I am a 21 year old student mere days away from completing my English Literature degree in Newcastle. I have always loved the Arts and all forms of storytelling, through reading, creative writing and performing. Therefore, I am incredibly excited to have been given the opportunity to participate in this year's DocLab and hopefully contribute some of my own ideas to the field of factual film and television. I also love to travel, and experience new cultures and perspectives. When I was sixteen, I travelled as far as Vietnam and Cambodia to volunteer in an orphanage, which was a really enriching experience. I keep myself very open-minded and am willing to adapt to new situations.In my spare time I love watching crime documentaries, but the Secret Life of Four and Five year olds is definitely a guilty pleasure of mine! There are few opportunities like this in the North-East and I am excited to represent this area by contributing my own ideas and experiences to the industry.

Eloise Millard:

Since getting my first byline in the Blackpool Gazette aged 15, I have wanted to be a journalist.
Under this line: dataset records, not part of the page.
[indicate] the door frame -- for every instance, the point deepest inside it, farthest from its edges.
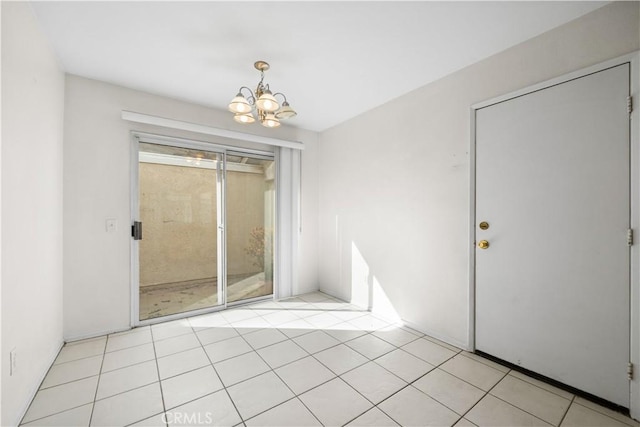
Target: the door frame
(633, 60)
(136, 138)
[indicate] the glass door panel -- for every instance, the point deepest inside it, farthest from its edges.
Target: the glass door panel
(180, 210)
(250, 221)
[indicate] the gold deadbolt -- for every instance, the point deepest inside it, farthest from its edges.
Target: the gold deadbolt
(483, 244)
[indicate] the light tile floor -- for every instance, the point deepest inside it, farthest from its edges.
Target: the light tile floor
(305, 361)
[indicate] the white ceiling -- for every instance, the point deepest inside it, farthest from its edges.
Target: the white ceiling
(332, 59)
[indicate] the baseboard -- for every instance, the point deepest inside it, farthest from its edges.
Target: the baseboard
(32, 394)
(73, 338)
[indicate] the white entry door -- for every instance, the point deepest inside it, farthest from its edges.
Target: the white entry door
(553, 186)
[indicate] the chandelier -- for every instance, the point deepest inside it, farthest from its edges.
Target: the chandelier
(262, 103)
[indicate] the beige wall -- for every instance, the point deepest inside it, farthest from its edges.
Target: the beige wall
(32, 125)
(395, 182)
(179, 215)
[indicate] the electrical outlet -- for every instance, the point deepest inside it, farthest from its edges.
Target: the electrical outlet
(13, 362)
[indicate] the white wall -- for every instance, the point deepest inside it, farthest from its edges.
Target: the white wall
(32, 125)
(395, 181)
(97, 187)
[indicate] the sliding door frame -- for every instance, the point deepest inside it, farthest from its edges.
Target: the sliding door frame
(221, 179)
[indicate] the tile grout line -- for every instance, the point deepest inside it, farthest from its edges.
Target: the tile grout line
(295, 395)
(164, 406)
(224, 387)
(573, 399)
(95, 395)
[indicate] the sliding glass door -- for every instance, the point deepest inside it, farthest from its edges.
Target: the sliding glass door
(250, 226)
(204, 233)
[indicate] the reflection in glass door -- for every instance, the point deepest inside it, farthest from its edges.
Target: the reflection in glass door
(250, 222)
(180, 202)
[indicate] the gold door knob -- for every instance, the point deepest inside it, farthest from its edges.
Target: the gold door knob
(483, 244)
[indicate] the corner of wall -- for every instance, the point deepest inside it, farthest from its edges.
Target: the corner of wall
(31, 257)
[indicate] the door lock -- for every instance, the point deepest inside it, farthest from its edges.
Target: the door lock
(483, 244)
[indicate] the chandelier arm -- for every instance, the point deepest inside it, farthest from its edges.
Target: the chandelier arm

As editor of my sixth-form’s magazine Sixth Sense, I took the publication on to win Best Magazine, Best Design, and Layout and Best Feature Article at the 2012 Shine School Media Awards. During my undergraduate degree, I edited the Comment section of the campus newspaper, the Boar. Feeling frustrated by the creative limitations of a university newspaper, I launched my own podcast, Anonecdotes, in my final year. The show’s success won me a scholarship from BAFTA to study for an MA in Broadcast Journalism. In March 2018, my article on classism in Russell Group universities was shortlisted for the Guardian’s Hugo Young Award. My passion has always been people, and I have spent a lot of time working in different industries with people from all walks of life. From travelling around Europe on a shoestring to making hard-hitting theatre at Edinburgh Fringe to volunteering with the homeless and young boys with behavioural disorders; my worldview has been moulded by the people I’ve met and the injustices and hardships I’ve witnessed, and now, it is what drives me. Being selected for DocLab feels like the first rung on the ladder towards telling the stories that matter. I hope being selected for this scheme is just the beginning of me becoming a voice for working-class people, disabled people and women and a strong ally to BME and LGBT+ communities.

Rhiannon Walsh:

I am a 24-year-old content creator, social media manager and part-time dispensary assistant at a herbal medicine store. I have been a die-hard documentary fan for as long as I can remember. For me, documentary film is about sharing stories to a mass audience, that would otherwise go unheard. We all have a story or an idea inside of us we would love to see on-screen and the great thing about the Grierson Trust is that they want to provide steps to make that a reality. A goal of mine is to see more diversity in who is creating, producing and presenting mainstream documentaries. I hope to see an increase in work made by women, BME and LGBT creators and those with disabilities, in developing unique, thought-provoking and fascinating factual film from varied perspectives. And I’m looking forward to being a part of that.